Sometimes you have to finish something up on the couch later or tie up loose ends on the train ride home, but for the most part, it’s vital to your mental health and happiness to create some boundaries between your job and your “you” time (read: everything else). We turned to the experts with five common scenarios to learn if, when, and how to separate work from much-needed downtime—especially in an always-on world.

Scenario #1: Your boss bombards you with emails in the middle of the night or over the weekend.

If you look at your inbox on a Sunday, “work isn’t encroaching on your personal life—you’re inviting work into your personal life,” says Maura Thomas, a productivity expert and author of Personal Productivity Secrets. But considering your boss’s habit, shift your schedule. “Set your alarm 20 minutes earlier on Monday morning so you can check your email first thing and reply,” says Beverly Langford, the author of The Etiquette Edge: Modern Manners for Business Success. This way, when you arrive at the office, you’re all caught up. And if you think she’s waiting for your feedback on Sunday night?
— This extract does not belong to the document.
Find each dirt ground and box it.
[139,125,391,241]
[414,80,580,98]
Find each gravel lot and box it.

Thomas says she’s probably not: “CEO clients say they often send out notes when a thought comes to them. They absolutely don’t expect a response in that moment.”

Scenario #2: A coworker requests you on social media—and you'd rather not go there.

“If an associate sends me a friend request,” says Langford, “I’ll decline but write her a personal message on LinkedIn, explaining that I prefer to keep my connections organized this way.” If that won’t cut it, use privacy settings to create a custom list for coworkers, clients, and industry contacts, says Alison Green, a coauthor of Managing to Change the World. There’s a third option, too: “Do nothing,” says Diane Gottsman, the founder of the Protocol School of Texas; the person may not even notice.

Scenario #3 :Your company asks staffers to post on social media about work news.

If this is only an occasional request, you can try keeping your head down and saying that you are not active on social media (assuming that your privacy settings are in effect). If this is more of a regular policy, have a conversation with your boss. Gottsman says to “explain that you prefer to keep your personal accounts personal, and gauge her reaction.” It could be that this doesn’t matter all that much to her. If she conveys she does care, though, suck it up and post.

Scenario #4: Everybody in the office follows each another on their personal social accounts. But you're a manager and aren’t sure you should follow suit.

“When you have to stop and wonder whether something is appropriate— especially in the tricky world of social media—the answer is probably no,” Gottsman says. It’s fine if underlings choose to follow your feed, as long as you don’t mind, but don’t reciprocate. “You don’t want your employees to feel like they can’t be themselves because you’re watching,” she says.

Scenario #5: You're going on vacation and tried to be clear you'll be unreachable—but your boss just assumes you’ll be in touch.

If the vacation is approved, the assumption is that others have taken similarly lengthy breaks. These coworkers are your experts on how to handle communication while away. “It’s unrealistic, in my opinion, to think that you can leave for several weeks and have zero contact with your office,” says Langford. “Instead, create a plan that allows limited interaction.” The degree to which you’re in touch will depend on the culture of your workplace. Run your plan by your boss—whether it’s checking email once in the morning and once in the evening or being off the grid for a stretch, then calling in. Convey that you’re reachable for emergencies but that you’re hoping mostly to unplug.